WaroengBerita.com – Medan |Kejaksaan Tinggi Sumatera Utara menggelar sosialisasi penerapan Kitab Undang-Undang Hukum Pidana (KUHP) baru yang akan resmi berlaku pada 2026. Acara tersebut turut dihadiri Sekretaris Jaksa Agung Muda Tindak Pidana Umum Kejaksaan Agung RI, Dr. Undang Mugopal, SH., M.Hum, sebagai bentuk dukungan terhadap persiapan regulasi nasional.
Kegiatan yang dilaksanakan di Aula Raja Inal Siregar, Kantor Gubernur Sumut, Selasa (18/11/2025), merupakan langkah kolaboratif Kejati Sumut bersama Pemerintah Provinsi Sumatera Utara untuk memahami mekanisme penerapan pidana kerja sosial. Hukuman alternatif ini menjadi bagian penting dari implementasi UU Nomor 1 Tahun 2023 tentang KUHP.
Acara sosialisasi dihadiri Gubernur Sumut Bobby Nasution, Kajati Sumut Dr. Harli Siregar, SH., M.Hum, unsur Forkopimda, pimpinan OPD, para Kajari, serta bupati dan wali kota dari seluruh kabupaten/kota se-Sumatera Utara. Pada kesempatan itu, digelar pula penandatanganan nota kesepahaman antara Kejaksaan se-Sumut dan pemerintah daerah sebagai dasar pelaksanaan pidana kerja sosial di tingkat wilayah.
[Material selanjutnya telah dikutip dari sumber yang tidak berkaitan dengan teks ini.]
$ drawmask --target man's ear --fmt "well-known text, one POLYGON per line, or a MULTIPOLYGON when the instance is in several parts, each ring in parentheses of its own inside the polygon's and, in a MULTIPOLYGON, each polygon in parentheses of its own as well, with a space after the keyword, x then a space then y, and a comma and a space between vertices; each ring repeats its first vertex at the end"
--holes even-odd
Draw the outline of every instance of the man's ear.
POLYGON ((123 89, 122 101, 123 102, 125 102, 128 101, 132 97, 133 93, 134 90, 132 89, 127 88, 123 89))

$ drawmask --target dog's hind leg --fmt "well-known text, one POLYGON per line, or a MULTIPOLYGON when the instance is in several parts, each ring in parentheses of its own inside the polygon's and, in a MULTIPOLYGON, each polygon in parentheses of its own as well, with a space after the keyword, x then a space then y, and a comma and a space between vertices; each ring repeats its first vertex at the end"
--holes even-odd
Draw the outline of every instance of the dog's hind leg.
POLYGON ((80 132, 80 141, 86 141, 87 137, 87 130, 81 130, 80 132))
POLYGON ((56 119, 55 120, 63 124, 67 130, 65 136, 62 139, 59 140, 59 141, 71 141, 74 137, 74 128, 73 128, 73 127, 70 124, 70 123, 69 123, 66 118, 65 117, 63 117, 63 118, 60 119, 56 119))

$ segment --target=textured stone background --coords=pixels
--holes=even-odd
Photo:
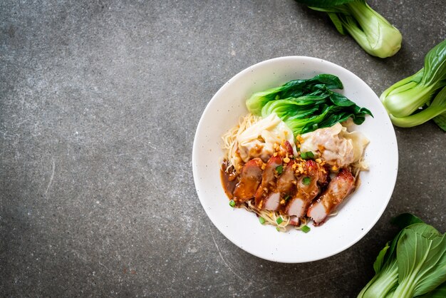
[[[251,256],[208,220],[192,175],[199,117],[261,61],[316,56],[379,95],[446,38],[442,0],[369,4],[403,46],[385,60],[283,1],[0,1],[0,296],[356,297],[412,212],[445,232],[445,133],[396,128],[400,168],[375,227],[342,253]]]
Dalam sambutannya, Harli Siregar menegaskan bahwa pidana kerja sosial akan menjadi wajah baru penegakan hukum di Sumut. Ia menilai sanksi ini tidak hanya memberikan kesempatan bagi pelaku tindak pidana untuk memperbaiki diri, tetapi juga memberi manfaat nyata kepada masyarakat.
“Ini bukan sekadar hukuman alternatif. Pidana kerja sosial menjadi ruang bagi pelaku untuk berbenah sekaligus memberikan kontribusi kepada lingkungan sekitar,” ujar Harli. Ia menambahkan bahwa pelaksanaannya akan tetap berpedoman pada ketentuan ketat mengenai klasifikasi maupun tingkat kejahatan yang dapat dikenai sanksi tersebut.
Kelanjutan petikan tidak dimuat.